MURMÚRIO
Chove lá fora
Água cai sem avisar
Lágrimas saem desses olhos
A tormenta é um medo a se enfrentar
Já as lágrimas sao um peso da cangaia
Chove aqui dentro de mim
Tempestuoso
A alma chicoteada por relâmpagos
Que não dissipam o negrume da alma nubla
Anuvia
Enevoa
Obscurece o céu que era azul e agora está cinza
Monotonia
Teu olhar me enfastia
Me desentoa
Quando vou me recompor em arco-íris??
As cores que vejo não são as cores que me pinto
Essa metástase alastra e escurece cada canto da casa
Não há luz nem facho que implorando devassa
Avassala e implora a solidão em taças
Brindamos ao tempo em que o brilho se fazia olhar!

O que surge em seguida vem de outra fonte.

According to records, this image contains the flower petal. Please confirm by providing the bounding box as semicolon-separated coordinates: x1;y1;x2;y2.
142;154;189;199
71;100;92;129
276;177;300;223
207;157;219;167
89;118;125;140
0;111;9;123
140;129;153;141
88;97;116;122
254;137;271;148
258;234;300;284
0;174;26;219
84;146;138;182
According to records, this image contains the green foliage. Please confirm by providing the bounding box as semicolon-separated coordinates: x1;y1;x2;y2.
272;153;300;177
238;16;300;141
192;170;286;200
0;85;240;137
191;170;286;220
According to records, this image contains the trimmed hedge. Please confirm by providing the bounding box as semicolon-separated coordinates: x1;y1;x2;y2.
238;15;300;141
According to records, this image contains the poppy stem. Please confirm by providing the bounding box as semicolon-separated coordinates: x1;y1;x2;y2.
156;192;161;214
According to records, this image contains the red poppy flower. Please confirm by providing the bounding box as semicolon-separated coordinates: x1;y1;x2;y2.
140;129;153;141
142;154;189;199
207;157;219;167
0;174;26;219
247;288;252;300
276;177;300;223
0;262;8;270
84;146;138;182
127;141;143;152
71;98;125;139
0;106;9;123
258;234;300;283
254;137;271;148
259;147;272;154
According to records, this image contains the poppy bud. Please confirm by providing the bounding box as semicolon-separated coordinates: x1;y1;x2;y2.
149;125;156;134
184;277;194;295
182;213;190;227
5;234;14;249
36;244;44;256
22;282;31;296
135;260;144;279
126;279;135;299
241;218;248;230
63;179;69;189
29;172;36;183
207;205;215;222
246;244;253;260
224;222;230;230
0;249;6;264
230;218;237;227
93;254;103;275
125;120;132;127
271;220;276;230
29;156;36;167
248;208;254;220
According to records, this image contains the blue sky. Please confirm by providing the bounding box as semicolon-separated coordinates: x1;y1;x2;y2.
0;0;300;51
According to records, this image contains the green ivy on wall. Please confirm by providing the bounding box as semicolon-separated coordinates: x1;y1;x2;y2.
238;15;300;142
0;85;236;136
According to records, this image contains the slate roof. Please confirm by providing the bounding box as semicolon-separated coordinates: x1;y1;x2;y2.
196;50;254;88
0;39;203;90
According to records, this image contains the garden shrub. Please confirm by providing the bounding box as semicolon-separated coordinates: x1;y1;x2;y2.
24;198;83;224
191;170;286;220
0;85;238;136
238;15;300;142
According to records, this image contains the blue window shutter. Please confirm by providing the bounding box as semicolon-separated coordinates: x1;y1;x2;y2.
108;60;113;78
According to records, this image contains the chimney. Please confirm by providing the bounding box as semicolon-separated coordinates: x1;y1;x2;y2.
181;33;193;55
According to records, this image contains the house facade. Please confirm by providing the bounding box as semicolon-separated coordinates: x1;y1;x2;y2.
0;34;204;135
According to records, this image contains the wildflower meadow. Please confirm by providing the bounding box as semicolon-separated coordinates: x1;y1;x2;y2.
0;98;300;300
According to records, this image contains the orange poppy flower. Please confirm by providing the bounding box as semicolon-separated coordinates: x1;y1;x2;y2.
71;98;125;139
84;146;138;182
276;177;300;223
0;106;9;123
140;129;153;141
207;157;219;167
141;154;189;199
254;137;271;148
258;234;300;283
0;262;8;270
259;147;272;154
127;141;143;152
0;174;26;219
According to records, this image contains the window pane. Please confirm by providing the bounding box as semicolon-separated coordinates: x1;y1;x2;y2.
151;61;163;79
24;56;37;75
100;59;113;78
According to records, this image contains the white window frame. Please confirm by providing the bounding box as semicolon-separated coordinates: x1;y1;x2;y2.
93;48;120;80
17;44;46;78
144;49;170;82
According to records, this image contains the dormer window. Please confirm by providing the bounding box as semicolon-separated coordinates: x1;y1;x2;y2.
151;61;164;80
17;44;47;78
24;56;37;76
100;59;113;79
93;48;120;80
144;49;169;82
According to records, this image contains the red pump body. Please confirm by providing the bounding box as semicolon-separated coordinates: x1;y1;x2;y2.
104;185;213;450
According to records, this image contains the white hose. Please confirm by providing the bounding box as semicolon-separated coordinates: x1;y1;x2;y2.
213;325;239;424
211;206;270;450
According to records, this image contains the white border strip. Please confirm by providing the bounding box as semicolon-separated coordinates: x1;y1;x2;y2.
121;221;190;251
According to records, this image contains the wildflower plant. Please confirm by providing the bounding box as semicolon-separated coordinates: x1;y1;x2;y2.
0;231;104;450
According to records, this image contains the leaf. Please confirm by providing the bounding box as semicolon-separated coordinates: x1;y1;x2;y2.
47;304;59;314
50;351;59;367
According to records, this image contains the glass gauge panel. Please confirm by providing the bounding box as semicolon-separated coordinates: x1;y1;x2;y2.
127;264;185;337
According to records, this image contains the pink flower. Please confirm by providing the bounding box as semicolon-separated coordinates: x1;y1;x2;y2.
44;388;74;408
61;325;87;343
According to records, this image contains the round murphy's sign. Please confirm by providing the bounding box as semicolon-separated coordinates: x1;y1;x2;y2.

Sejamos imprudentes ao menos uma vez na vida!
Nem que essa vez seja a duração de uma pedra de gelo
que derrete e se esvazia de si como meu coração...
Tim-tim!
Brindamos então a fascinação do estado enfático
Onde lente de astrolábio já não vê mais nenhuma estrela em passo
Só eclipses e lunáticos
Louco!
Essa noite desencarnas
Torna-te preparado para quem serás
Ou só percebes que atingiu o próximo patamar ao procurar a carne e encontrar só névoa?
Pergunto
Neblina e nevoeiro são irmãs?
E nós, aparentados, amancebados e emparelhados feito tijolos em parede nua?
A verdade nunca pesa
Flutua
Nua eu te vejo
Mas não sem roupa
Desnuda
Despida
De carne revestida
Vejo te de espírito revelado
Uma opala encrustada no cascalho da estrada
Murmúrio tenebroso a quem chamam de vida
Desvalida e inútil
Nao sejas estúpido
A mão que balança o berço é a mesma que recusa a sepultura
Não...
Dessa vida saí vivo
Dessa morte empobreço
Faz tempo que não mereço outra vida desvalida
Nem em prece nem em crida
e cada frase que ofereço
é um pedaço de mim que vai ao frasco
Curtido e embalsamado
Arrefecido e imortal
Desse mel que te ofereço
Bebe o cálice e te sacia
Bebe o vinho e te alivia
A sede contamina
entorpece
vicia
Come o prato e te alimentas
de pedaço em pedaço
diluído nesse frasco
engole o fel e te sustentas com as palavras.